Can you hear just a hint of regret as he notes that his role is ‘no longer really operational in terms of the nuts and bolts of business’? Managing directors for the different businesses report into him.

Mpinganjira has a clear definition of strategy: ‘It is about deciding where you want to go, what you want to do and how you are going to arrive there. You have to check that your strategy reflects the ever changing environment.’

In financial services that change is seen in areas such as regulation and technology. In the decade since he launched FDH Bank, Mpinganjira and his team have had to change as the rest of the sector has to ensure the business has a digital presence as well as the bricks and mortar branches.

Mpinganjira suggests that financial services is the only thing he knows, before adding with a smile: ‘But I know it very well!’ He admits that the senior position can be a tough one, and says his board and his colleagues always refresh him.

He points to ever changing regulation as one of the biggest challenges for leaders in financial services, with the provision of capital being the one issue that can keep him awake at nights. ‘Banking is about capital,’ he says. ‘If you look at the regulations – for instance, Basel and the international accounting standards – it is all about having enough capital.’

He offers the same deceptive simplicity when defining leadership. ‘It is about making decisions, right or wrong,’ he says. ‘You have to provide direction and move forward, and if the decisions you make turn out to be the right ones, then you have really hit the jackpot.’ But he also emphasises the need for a team who can provide information to help make decisions. ’And after you receive all that information, never, never, never be afraid to make a decision,’ he advises.

He says he comes to work with a plan each day, but points out: ‘I’m not a machine – I work on what is important that day – but I always keep my eye on the goal.’

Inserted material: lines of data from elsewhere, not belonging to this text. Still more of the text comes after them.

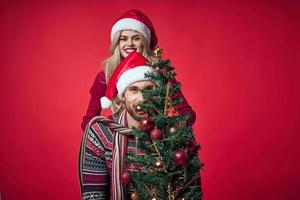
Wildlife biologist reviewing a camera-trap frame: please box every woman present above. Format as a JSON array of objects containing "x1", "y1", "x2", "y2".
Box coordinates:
[{"x1": 81, "y1": 9, "x2": 195, "y2": 130}]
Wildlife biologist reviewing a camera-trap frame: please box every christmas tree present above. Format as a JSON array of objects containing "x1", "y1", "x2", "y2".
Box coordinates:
[{"x1": 122, "y1": 48, "x2": 202, "y2": 200}]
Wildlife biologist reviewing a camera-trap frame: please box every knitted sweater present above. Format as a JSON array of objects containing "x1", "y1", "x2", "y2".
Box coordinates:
[{"x1": 79, "y1": 112, "x2": 142, "y2": 200}]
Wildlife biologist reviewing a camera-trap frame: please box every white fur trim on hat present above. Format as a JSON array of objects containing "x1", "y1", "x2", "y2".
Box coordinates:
[
  {"x1": 116, "y1": 66, "x2": 152, "y2": 98},
  {"x1": 100, "y1": 96, "x2": 112, "y2": 109},
  {"x1": 110, "y1": 18, "x2": 151, "y2": 44}
]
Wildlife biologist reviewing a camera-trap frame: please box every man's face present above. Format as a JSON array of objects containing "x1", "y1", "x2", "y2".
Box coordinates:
[{"x1": 123, "y1": 81, "x2": 154, "y2": 121}]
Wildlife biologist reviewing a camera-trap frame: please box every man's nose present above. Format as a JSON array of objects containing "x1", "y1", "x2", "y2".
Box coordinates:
[
  {"x1": 127, "y1": 39, "x2": 133, "y2": 46},
  {"x1": 136, "y1": 91, "x2": 144, "y2": 103}
]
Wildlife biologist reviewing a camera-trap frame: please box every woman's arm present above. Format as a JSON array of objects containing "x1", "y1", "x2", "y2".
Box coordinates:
[{"x1": 81, "y1": 71, "x2": 106, "y2": 131}]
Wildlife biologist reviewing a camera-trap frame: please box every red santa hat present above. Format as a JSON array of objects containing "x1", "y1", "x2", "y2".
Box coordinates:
[
  {"x1": 100, "y1": 52, "x2": 152, "y2": 109},
  {"x1": 110, "y1": 9, "x2": 158, "y2": 50}
]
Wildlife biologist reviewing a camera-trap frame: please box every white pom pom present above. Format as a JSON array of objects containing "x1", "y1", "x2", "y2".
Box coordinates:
[{"x1": 100, "y1": 96, "x2": 112, "y2": 109}]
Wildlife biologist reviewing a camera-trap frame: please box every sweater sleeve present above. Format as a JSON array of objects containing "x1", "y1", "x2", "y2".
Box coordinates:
[
  {"x1": 81, "y1": 71, "x2": 106, "y2": 130},
  {"x1": 79, "y1": 123, "x2": 110, "y2": 200},
  {"x1": 172, "y1": 79, "x2": 196, "y2": 126}
]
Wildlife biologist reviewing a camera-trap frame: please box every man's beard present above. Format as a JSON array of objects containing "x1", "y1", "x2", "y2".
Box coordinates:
[{"x1": 124, "y1": 103, "x2": 146, "y2": 122}]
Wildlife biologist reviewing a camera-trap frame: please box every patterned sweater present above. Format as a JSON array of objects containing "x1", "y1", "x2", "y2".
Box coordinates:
[
  {"x1": 79, "y1": 112, "x2": 141, "y2": 200},
  {"x1": 79, "y1": 110, "x2": 201, "y2": 200}
]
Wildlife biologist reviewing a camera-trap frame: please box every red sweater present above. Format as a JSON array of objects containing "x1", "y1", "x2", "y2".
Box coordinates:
[{"x1": 81, "y1": 71, "x2": 196, "y2": 130}]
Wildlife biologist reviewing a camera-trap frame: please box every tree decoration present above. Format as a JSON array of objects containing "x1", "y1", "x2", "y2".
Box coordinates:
[
  {"x1": 140, "y1": 117, "x2": 154, "y2": 132},
  {"x1": 135, "y1": 105, "x2": 146, "y2": 115},
  {"x1": 173, "y1": 150, "x2": 188, "y2": 165},
  {"x1": 125, "y1": 48, "x2": 202, "y2": 200},
  {"x1": 121, "y1": 172, "x2": 131, "y2": 184},
  {"x1": 169, "y1": 126, "x2": 177, "y2": 134},
  {"x1": 130, "y1": 192, "x2": 139, "y2": 200},
  {"x1": 150, "y1": 128, "x2": 164, "y2": 140}
]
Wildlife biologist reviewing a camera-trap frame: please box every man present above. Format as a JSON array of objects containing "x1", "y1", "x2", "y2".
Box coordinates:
[{"x1": 79, "y1": 52, "x2": 154, "y2": 200}]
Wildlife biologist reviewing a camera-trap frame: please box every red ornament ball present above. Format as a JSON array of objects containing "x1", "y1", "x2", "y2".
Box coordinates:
[
  {"x1": 173, "y1": 150, "x2": 188, "y2": 165},
  {"x1": 140, "y1": 117, "x2": 154, "y2": 131},
  {"x1": 150, "y1": 128, "x2": 164, "y2": 140},
  {"x1": 186, "y1": 141, "x2": 196, "y2": 152},
  {"x1": 121, "y1": 172, "x2": 131, "y2": 184}
]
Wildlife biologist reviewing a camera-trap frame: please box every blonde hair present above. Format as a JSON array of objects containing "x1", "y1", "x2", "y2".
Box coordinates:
[
  {"x1": 102, "y1": 31, "x2": 153, "y2": 84},
  {"x1": 102, "y1": 31, "x2": 154, "y2": 113}
]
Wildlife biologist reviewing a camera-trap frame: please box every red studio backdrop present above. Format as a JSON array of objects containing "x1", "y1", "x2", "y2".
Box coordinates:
[{"x1": 0, "y1": 0, "x2": 300, "y2": 200}]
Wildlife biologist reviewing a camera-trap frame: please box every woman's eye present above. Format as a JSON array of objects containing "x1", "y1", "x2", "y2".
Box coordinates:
[{"x1": 130, "y1": 88, "x2": 139, "y2": 93}]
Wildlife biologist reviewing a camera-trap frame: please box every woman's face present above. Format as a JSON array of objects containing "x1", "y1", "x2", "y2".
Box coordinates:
[{"x1": 118, "y1": 30, "x2": 143, "y2": 58}]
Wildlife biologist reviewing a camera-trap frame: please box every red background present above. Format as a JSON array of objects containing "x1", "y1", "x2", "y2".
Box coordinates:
[{"x1": 0, "y1": 0, "x2": 300, "y2": 200}]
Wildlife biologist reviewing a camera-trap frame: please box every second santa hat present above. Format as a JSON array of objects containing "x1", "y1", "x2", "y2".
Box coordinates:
[{"x1": 101, "y1": 52, "x2": 152, "y2": 109}]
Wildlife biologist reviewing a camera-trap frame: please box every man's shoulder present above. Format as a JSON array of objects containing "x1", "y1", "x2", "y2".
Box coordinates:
[{"x1": 88, "y1": 116, "x2": 114, "y2": 141}]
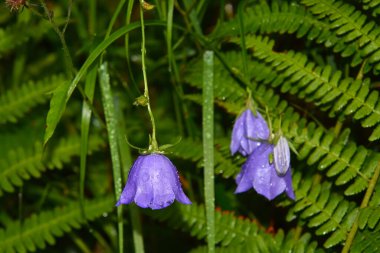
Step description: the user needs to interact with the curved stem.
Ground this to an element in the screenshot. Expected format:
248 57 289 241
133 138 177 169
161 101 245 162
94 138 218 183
40 0 75 77
342 162 380 253
140 0 158 151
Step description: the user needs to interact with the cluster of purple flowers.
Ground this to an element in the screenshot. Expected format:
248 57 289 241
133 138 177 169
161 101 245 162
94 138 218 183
116 109 294 209
230 109 295 200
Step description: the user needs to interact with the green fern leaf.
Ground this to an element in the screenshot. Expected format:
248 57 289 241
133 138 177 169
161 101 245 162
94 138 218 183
360 0 380 17
0 76 65 124
0 197 115 252
287 173 359 248
0 137 104 195
185 53 380 195
350 222 380 253
147 203 281 252
301 0 380 71
232 36 380 141
0 20 51 56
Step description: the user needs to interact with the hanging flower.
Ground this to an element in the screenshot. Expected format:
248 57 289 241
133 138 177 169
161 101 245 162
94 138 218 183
116 153 191 210
230 109 269 156
235 143 295 200
273 136 290 176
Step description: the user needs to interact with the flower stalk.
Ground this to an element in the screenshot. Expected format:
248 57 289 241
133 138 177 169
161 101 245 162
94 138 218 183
140 0 158 151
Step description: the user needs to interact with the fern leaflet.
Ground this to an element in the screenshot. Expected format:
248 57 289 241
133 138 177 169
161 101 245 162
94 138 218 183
0 76 65 124
0 197 114 252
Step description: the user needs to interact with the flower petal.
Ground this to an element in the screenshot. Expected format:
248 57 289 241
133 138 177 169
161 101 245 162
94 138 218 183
230 109 269 156
117 153 191 209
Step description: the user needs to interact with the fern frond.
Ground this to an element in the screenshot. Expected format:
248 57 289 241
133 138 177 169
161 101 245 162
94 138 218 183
235 36 380 141
350 222 380 253
213 0 362 64
0 137 104 195
287 173 359 248
0 197 115 252
212 0 337 40
301 0 380 72
360 0 380 17
0 76 66 124
0 20 51 56
358 183 380 229
185 53 380 195
147 203 281 252
190 229 325 253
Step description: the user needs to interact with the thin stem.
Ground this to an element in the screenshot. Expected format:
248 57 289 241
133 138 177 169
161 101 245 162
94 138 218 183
342 161 380 253
202 51 215 253
140 0 158 151
40 0 75 77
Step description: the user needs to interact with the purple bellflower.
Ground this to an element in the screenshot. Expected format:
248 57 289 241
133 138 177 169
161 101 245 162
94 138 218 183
235 143 295 200
116 153 191 210
230 109 269 156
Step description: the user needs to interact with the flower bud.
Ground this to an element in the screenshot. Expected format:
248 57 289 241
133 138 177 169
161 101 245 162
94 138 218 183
274 136 290 176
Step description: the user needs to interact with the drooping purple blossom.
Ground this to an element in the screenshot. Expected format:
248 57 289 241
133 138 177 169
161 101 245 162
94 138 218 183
235 143 295 200
273 136 290 176
116 153 191 210
230 109 269 156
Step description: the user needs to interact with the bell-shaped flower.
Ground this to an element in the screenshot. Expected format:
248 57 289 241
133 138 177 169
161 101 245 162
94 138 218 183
273 136 290 176
230 109 269 156
235 143 295 200
116 153 191 210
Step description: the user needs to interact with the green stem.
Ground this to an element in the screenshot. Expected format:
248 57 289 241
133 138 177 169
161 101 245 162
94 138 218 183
202 51 215 253
140 0 158 151
40 0 75 77
342 161 380 253
99 63 124 253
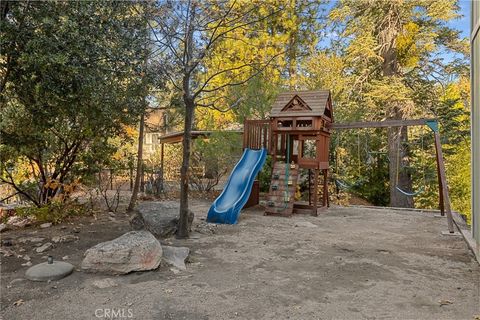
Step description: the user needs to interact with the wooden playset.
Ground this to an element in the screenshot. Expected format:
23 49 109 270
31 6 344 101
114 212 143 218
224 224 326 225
243 90 333 216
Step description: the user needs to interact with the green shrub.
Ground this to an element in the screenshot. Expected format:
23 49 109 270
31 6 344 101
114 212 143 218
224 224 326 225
17 201 88 223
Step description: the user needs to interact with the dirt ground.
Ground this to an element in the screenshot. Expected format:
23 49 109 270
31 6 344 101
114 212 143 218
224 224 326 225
1 201 480 320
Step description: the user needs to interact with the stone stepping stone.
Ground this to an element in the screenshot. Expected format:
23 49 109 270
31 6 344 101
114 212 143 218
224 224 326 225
25 259 73 281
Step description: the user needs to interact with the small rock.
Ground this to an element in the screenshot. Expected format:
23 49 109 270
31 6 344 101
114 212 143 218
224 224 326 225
9 278 26 286
82 230 162 274
163 246 190 270
130 201 194 238
52 234 80 243
93 278 118 289
35 242 53 253
438 299 453 306
25 260 73 282
18 237 45 243
13 299 25 307
0 247 14 257
2 239 13 247
7 216 32 228
295 221 318 228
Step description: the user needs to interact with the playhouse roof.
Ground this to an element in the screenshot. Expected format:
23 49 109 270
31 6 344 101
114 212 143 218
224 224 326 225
270 90 332 118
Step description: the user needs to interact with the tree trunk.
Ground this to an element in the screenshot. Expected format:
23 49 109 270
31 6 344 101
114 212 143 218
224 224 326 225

His management style includes an open door policy. ‘I have been told that I should only see people by appointment,’ he says, ‘but I have failed to be that type of person.’

Ethics are essential

One kind of person he has not failed to be is an ethical player. He has a strong sense of corporate social responsibility. For instance, FDH funded the refurbishment of a children’s intensive care unit at a hospital in rural Makwasa, southern Malawi, where he sits on the hospital board.

‘You are giving back to the people you are doing business with but without expecting to benefit as a business in any way,’ he says. Other schemes supported by FDH include providing colleges with computing and comms equipment and supporting girls’ education initiatives.

Mpinganjira is a long-standing member of the ethics and investigations committee of the Institute of Chartered Accountants in Malawi (ICAM). He says: ‘Ethics is core to us as professionals and practitioners. It is key not only to the profession but to the economy as a whole. Corruption is a killer, and ethics is the only way to stop it.’

Although he believes that corruption has been ‘endemic’ in the country, he remains optimistic about the future and the country’s institutions coming together to tackle the issues. Even social media is helping: ‘You mess about, and news travels fast…’

One of his aims is to expand financial inclusion in Malawi. The government is looking to double the figure for Malawians able to access financial services from 34% (at the last count, in 2018) to 70% in 2021. That, he says, will help to grow business, raise living standards and bring more people into the net of taxation required to fund vital government services. Part of the problem for ordinary Malawians is a lack of access to capital to finance business startups, but as Mpinganjira says: ‘The ideas must come first.’

He says he still has things to do for the group before he can think about stepping down, including floating FDH on the stock exchange, a process that has taken longer than he hoped. ‘I want to take the bank beyond Malawi into this region of Africa. And I want to inspire my people so when I go they will keep the vision. I will keep on dreaming.’